From Problem to Solution
MegaETH comes as a response to the limitations of most existing EVM chains (including Layer 2s):
Transaction throughput: While L2s have significantly contributed to Ethereum’s scalability, their performance is still limited, limiting the development of more performant applications.
Computing Power: executing EVM contracts is computationally expensive compared to programs in C and other languages.
Long block times: Applications might require shorter block times to update than the chain offers. This limits the deployment of on-chain games, which need higher tick rates to work smoothly.
These limitations arise from the fact that L1 blockchains are inherently homogenous; that is, all nodes perform all sorts of tasks, from execution to validation. Unfortunately, this means the whole network matches the speed of the slowest nodes.
L2s partially mitigate this problem with more heterogeneous blockchain, where nodes are partially specialized through a sequencer.
MegaETH tackles these limitations with:
Developing a heterogeneous blockchain architecture focused on performance, allowing different nodes to have different hardware configurations to execute specific tasks
A hyper-optimized EVM execution environment to match the performance of the sequencer, pushing throughput, latency, and resource efficiency to hardware limits.
MegaETH takes node separation to the extreme, with each blockchain task expected to have a different node configuration:
Sequencers: a beefy machine responsible for transaction ordering and execution (this will have hardware requirements similar to a Solana RPC node or better).
Stateless Provers: extremely lightweight OP challengers using stateless validation schemes to re-execute transactions.
Full Nodes: re-executing all transactions, but more lightweight than the sequencer (as re-execution is more efficient and requires less power)
Replica nodes: they only stream state diffs from the sequencer and rely on provers to verify the correctness of the state. The absence of re-execution means these nodes have lower hardware requirements.

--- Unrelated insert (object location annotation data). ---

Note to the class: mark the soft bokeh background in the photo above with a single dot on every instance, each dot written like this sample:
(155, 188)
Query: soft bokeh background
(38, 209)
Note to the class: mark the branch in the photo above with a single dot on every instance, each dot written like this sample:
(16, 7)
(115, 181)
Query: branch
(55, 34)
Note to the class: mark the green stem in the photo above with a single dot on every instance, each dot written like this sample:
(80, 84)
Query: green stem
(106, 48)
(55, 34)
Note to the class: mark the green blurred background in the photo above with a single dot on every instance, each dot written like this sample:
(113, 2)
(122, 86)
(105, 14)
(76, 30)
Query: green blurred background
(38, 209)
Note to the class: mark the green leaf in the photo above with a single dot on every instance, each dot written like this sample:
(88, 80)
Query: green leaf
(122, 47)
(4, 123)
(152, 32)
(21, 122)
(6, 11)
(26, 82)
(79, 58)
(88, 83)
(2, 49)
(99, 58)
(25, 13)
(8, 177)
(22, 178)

Light Clients: rely on full nodes or replica nodes to update the state
By doing so, they separate the execution task from full nodes, as execution and sequencing should have a different node architecture than block validation.

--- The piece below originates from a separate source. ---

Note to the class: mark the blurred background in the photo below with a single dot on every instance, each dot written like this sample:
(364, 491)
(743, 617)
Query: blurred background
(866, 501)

The sequencer is responsible for executing and ordering transactions. MegaETH employs one very powerful sequencer, specifically configured and optimized for this task. It can achieve sub 10ms latency, 100k transactions per second, and parallel execution.
The rest of the MegaETH stack is optimized to match these benchmarks.
Having only one sequencer means that during normal transaction execution, there is no need for consensus, reducing redundancy and node workload. To align interests and mitigate the sequencer's centralized power, MegaETH employs optimistic fraud proofs and slashing in case of malicious behavior.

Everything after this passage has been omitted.